1. Review of documentation on June 10, 2024, at 11:30 a.m., revealed the following emergency generator deficiencies:

a) the facility lacked documentation for a four-hour run to be performed every three years for the emergency generator. Documentation for the most recent four-hour run was from February 24, 2021;
b) the facility lacked annual maintenance and testing documentation and annual load bank testing for the emergency generator. Documentation for the most recent annual testing and annual load bank testing was from March 13, 2023;
c) the facility lacked documentation to confirm if the emergency generator met the requirements for no evidence of wet stacking. Documentation for the most recent annual wet stacking testing was from March 13, 2023;
d) the facility failed to document the required monthly testing/function of the automatic transfer switch, for five of the past twelve months that a delay of not more than ten seconds shall be permitted to emergency power. Testing shall be per NFPA 110, 8.4.6. and NFPA 101 7.9.1.3.

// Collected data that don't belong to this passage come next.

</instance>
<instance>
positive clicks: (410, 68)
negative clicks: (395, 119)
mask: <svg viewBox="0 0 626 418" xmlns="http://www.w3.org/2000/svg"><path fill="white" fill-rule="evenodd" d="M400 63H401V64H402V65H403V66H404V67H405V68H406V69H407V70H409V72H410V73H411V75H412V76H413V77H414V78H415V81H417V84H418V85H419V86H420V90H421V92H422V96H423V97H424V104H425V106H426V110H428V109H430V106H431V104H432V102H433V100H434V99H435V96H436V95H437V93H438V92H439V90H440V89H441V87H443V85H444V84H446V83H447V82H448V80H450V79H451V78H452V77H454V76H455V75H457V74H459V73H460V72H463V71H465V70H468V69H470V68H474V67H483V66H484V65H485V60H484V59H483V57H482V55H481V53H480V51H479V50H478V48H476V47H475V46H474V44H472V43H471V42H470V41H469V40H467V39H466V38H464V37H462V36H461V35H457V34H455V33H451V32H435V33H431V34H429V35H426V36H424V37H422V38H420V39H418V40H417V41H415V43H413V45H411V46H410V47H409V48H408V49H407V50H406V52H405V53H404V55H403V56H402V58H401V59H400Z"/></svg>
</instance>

Interview with the Facility Administrator and the Maintenance Director on June 10, 2024, at 1:30 p.m., confirmed the listed emergency generator testing deficiencies.





 Plan of Correction - To be completed: 07/16/2024

Four-hour run emergency generator test will be completed and documented

Annual maintenance and testing and annual load bank testing for the emergency generator has been completed and documented.by Cummings Deisel contractors.

Annual wet stacking emergency generator testing was completed and documented by Cummings diesel Contractors.

Monthly testing/function of the automatic transfer switch testing has been completed with results indicating a delay of not more than ten seconds to emergency power.


Maintenance staff are aware of the importance of the monthly and yearly required testing be completed and documented within the required time frame..

Life safety requirements will be discussed with the Maintenance Director at the monthly Quality Assurance meeting to ensure that requirements are done in the required time frame.